High Commissioner of India to Bangladesh
- In office January 2007 – December 2009
- Preceded by: Veena Sikri
- Succeeded by: Rajeet Mitter

Ambassador of India to Thailand
- In office 2010–2011
- Preceded by: Latha Reddy
- Succeeded by: Anil Wadhwa

Personal details
- Occupation: Indian Foreign Service

= Pinak Ranjan Chakravarty =

Indian diplomat and former High Commissioner of India to Bangladesh

Pinak Ranjan Chakravarty is a retired Indian diplomat and former High Commissioner of India to Bangladesh.

==Career==
Chakravarty joined the Indian Foreign Service in 1977. He had served in diplomatic missions in London, Jeddah, and Cairo. From 1994 to 1995, he was Consul-General of India in Karachi, Pakistan.

Chakravarty was the Director of the 1995 SAARC Summit Secretariat. From 1995 to 1999, Chakravarty was a Counsellor at the Indian Embassy in Israel. He was the Deputy High Commissioner of India in Dhaka from 1999 to 2002.

From 2002 to 2006, Chakravarty was the chief of protocol at the Ministry of External Affairs. He was appointed Ambassador of India to the Philippines but quickly shifted to the High Commissioner of India to Bangladesh in 2007. He called for a redrawing of Bangladesh-India border to solve old issues such as enclaves. He served till 2010 when he was appointed the Ambassador of India to Thailand.

Chakravarty was appointed Special Secretary (Public Diplomacy) in 2011 and later he was made the Secretary of Economic Relations at the Ministry of External Affairs. He retired from government service in 2011.

Chakravarty cofounded thinktank DeepStrat, based in New Delhi. He is a visiting fellow of the Observer Research Foundation. He wrote Transformation- Emergence of Bangladesh and Evolution of India-Bangladesh Ties about Bangladesh-India relations. In 2018, he wrote that popular anger against perceived corruption of Awami League meant India had to be ready to talk with Khaleda Zia and the Bangladesh Nationalist Party.

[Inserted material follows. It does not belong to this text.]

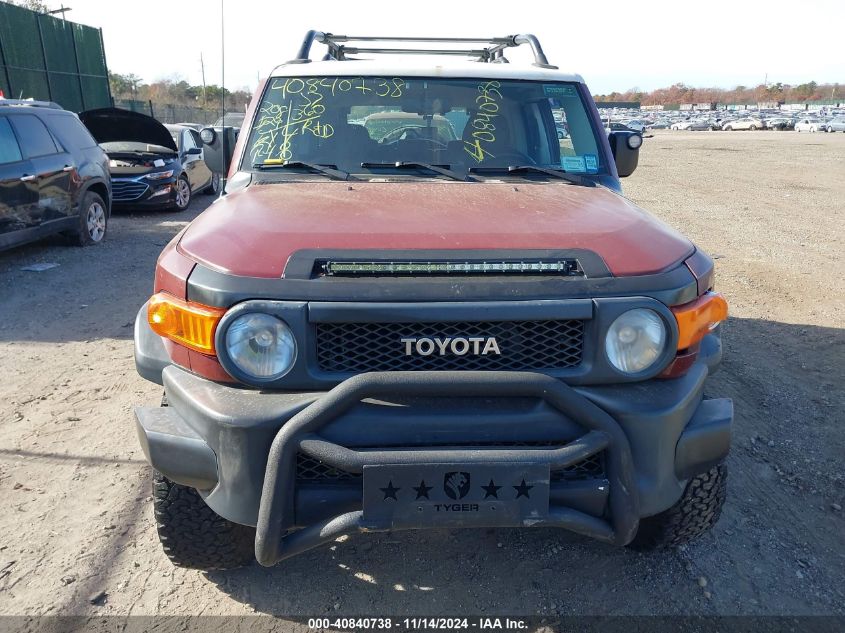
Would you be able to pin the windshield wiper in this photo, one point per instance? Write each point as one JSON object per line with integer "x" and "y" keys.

On 28 March 2024, Chakravarty claimed the United States Ambassador to Bangladesh, Peter D. Haas, left the country following a strong warning from New Delhi to Washington DC about attempting regime change in Bangladesh. He believes India should support the ruling Awami League while viewing Bangladesh Nationalist Party as anti-Hindu and anti-India. Matthew Miller, spokesman for the US State Department, denied his comments about Haas hiding during the general elections in Bangladesh.